The Elo rating system is one of the most widely used rating systems in the world. Developed by Hungarian-American physics professor Arpad Elo, it was originally designed for chess but has since been adapted for many other competitive domains including video games, basketball, football, and baseball.

The Elo system is named after its creator and was first introduced as the official rating system for the United States Chess Federation in 1960, and later adopted by the World Chess Federation (FIDE) in 1970.

How It Works

The Elo rating system is based on the following principles:

Each player has a rating that represents their skill level
The difference between ratings determines the expected outcome of a match
After each match, ratings are adjusted based on the actual outcome compared to the expected outcome

The core formula for calculating the expected score (probability of winning) is:

\[E_A = \frac{1}{1 + 10^{(R_B - R_A) / 400}}\]

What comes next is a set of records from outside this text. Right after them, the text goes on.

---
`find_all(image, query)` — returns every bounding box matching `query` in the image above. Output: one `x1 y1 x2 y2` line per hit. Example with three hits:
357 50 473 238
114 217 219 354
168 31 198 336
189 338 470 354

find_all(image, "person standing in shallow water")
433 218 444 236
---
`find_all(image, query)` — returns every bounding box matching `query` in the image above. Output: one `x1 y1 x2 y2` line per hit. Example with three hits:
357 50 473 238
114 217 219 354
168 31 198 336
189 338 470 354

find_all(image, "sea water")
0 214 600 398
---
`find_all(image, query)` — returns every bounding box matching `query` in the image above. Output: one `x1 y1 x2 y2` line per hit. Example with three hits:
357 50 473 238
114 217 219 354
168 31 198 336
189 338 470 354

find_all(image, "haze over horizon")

Where: - \(E_A\) is the expected score for player A - \(R_A\) is the rating of player A - \(R_B\) is the rating of player B

After a match, the ratings are updated using:

\[R'_A = R_A + K \times (S_A - E_A)\]

Where: - \(R'_A\) is the new rating for player A - \(K\) is the K-factor (determines how quickly ratings change) - \(S_A\) is the actual score (1 for win, 0.5 for draw, 0 for loss) - \(E_A\) is the expected score

Advantages

Simplicity: The Elo system is easy to understand and implement
Transparency: Players can easily see how their rating changes after each match
Proven Track Record: Used successfully for decades in various competitive domains
Zero-Sum: In a two-player game, the rating points one player gains are exactly what the other player loses
Self-Correcting: Ratings naturally adjust over time as more matches are played

Limitations

Requires Many Matches: Needs a significant number of matches to reach an accurate rating
No Confidence Intervals: Unlike Glicko, Elo doesn’t account for rating reliability
Assumes Stable Performance: Doesn’t account for player improvement or decline over time
K-Factor Sensitivity: Results are highly dependent on the chosen K-factor
No Team Dynamics: In team sports, doesn’t account for individual contributions

Implementation in Elote

Elote provides a straightforward implementation of the Elo rating system through the EloCompetitor class:

from elote import EloCompetitor

# Create two competitors with different initial ratings
player1 = EloCompetitor(initial_rating=1500)
player2 = EloCompetitor(initial_rating=1600)

# Get win probability
win_probability = player2.expected_score(player1)
print(f"Player 2 win probability: {win_probability:.2%}")

# Record a match result
player1.beat(player2)  # Player 1 won!

# Ratings are automatically updated
print(f"Player 1 new rating: {player1.rating}")
print(f"Player 2 new rating: {player2.rating}")

Customization

The EloCompetitor class allows for customization of the K-factor:

# Create a competitor with a custom K-factor
player = EloCompetitor(initial_rating=1500, k_factor=32)

A higher K-factor makes ratings change more quickly, while a lower K-factor makes them more stable. Common K-factor values:

40: For new players with fewer than 30 games (FIDE standard)
20: For players with ratings under 2400 (FIDE standard)
10: For elite players with ratings over 2400 (FIDE standard)

Real-World Applications

The Elo rating system is used in many domains:

Chess: FIDE and national chess federations
Video Games: League of Legends, DOTA 2, and many other competitive games
Sports: Used for international football rankings
Online Matchmaking: Many platforms use Elo or Elo-derived systems to match players of similar skill

References

Elo, Arpad (1978). The Rating of Chessplayers, Past and Present. Arco. ISBN 0-668-04721-6.
Glickman, Mark E. (1995). “A Comprehensive Guide to Chess Ratings”. American Chess Journal, 3, 59-102.
Silver, Nate (2015). “How We Calculate NBA Elo Ratings”. FiveThirtyEight.